Red Sox front office reportedly still divided on team's need for a righty bat

Boston Red Sox End Of Season Press Conference
Boston Red Sox End Of Season Press Conference | Billie Weiss/Boston Red Sox/GettyImages

As spring training looms, many of the Boston Red Sox's early offseason goals remain unmet. The front office has successfully revamped the starting rotation, but that isn't enough to field the "90-95 win team" it hopes to see in 2025.

Boston's bolstered pitching will take it a long way, but its offense needs a lift to meet the front office's promises. Not only is the team heavily left-handed — the Sox slashed .245/.318/.409 as a team against lefty pitchers last year — but it lost 31 home runs worth of right-handed production when Tyler O'Neill signed with the Orioles.

Red Sox chief baseball officer Craig Breslow hasn't signed a major league bat since his tenure at the helm of the organization began in Nov. 2024. A recent report from Peter Abraham of The Boston Globe suggests he may not start now.

Agents have perceived that Red Sox manager Alex Cora and team president and CEO Sam Kennedy hope to sign a middle-of-the-order bat, while Breslow and team owners John Henry and Tom Werner are more hesitant, Abraham writes. This isn't the first report of different priorities within the Red Sox front office; rumors of an internal rift regarding the team's pursuit of Alex Bregman surfaced weeks ago.

Red Sox front office still disagrees on need for a right-handed bat

Abraham's reporting suggests the rift isn't specific to Boston potentially signing Bregman but signing a bat, in general. The Red Sox are banking on their "Big Three" prospects, Roman Anthony, Kristian Campbell and Marcelo Mayer, breaking out and becoming stars, which may be the reason for their hesitancy to jump into a long-term deal for Bregman.

But it doesn't explain why they wouldn't pursue Teoscar Hernández, who could fill the same role O'Neill did last season but with even more pop and offensive consistency. His second deal with the Dodgers seemed like a sure thing after he won a World Series with them in October, but he signed for a perfectly reasonable price the Red Sox could've beaten. He wouldn't take up a valuable infield spot needed for the team's top prospects and he didn't demand $200 million, but, for some reason, Boston always thought of Bregman as the better fit.

It's also incorrect and incredibly risky to bank on Anthony, Campbell and Mayer thriving when they're called up. Mayer has played more than 80 games once in his four professional seasons and he's never seen a pitch at Triple-A, while Anthony and Campbell have only about a month of Triple-A experience from last season. Prospects can take weeks to months to adjust when they're promoted, especially to the majors, and banking on the production of three 20-22-year-olds, when a two-time World Series champion remains available, is inexplicable for a team that has missed the playoffs three years running.

It's well established that Bregman isn't a perfect fit for Boston. Signing him would require roster shuffling, he could block top infield prospects' paths to the big leagues and he demands more time and money than the Red Sox have given to a free agent in years, even before Trevor Story signed in 2021.

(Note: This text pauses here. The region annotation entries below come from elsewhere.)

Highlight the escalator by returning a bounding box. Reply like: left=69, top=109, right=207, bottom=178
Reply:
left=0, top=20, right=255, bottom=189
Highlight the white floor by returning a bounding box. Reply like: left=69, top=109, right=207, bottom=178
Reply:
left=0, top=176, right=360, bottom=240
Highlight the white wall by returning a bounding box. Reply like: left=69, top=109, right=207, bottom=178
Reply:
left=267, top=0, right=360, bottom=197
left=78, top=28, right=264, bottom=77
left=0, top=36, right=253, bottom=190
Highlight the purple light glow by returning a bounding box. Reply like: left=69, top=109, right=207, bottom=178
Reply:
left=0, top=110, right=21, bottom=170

But Bregman would bring experience and instant credibility to the Red Sox clubhouse. If making the playoffs and winning the division are as big a priority as Boston claims (promises of Kennedy's, who wants to sign a bat), it should sign Bregman before another club does. And even if it misses out on Bregman, although it should never come to that, another righty bat will have to do the trick.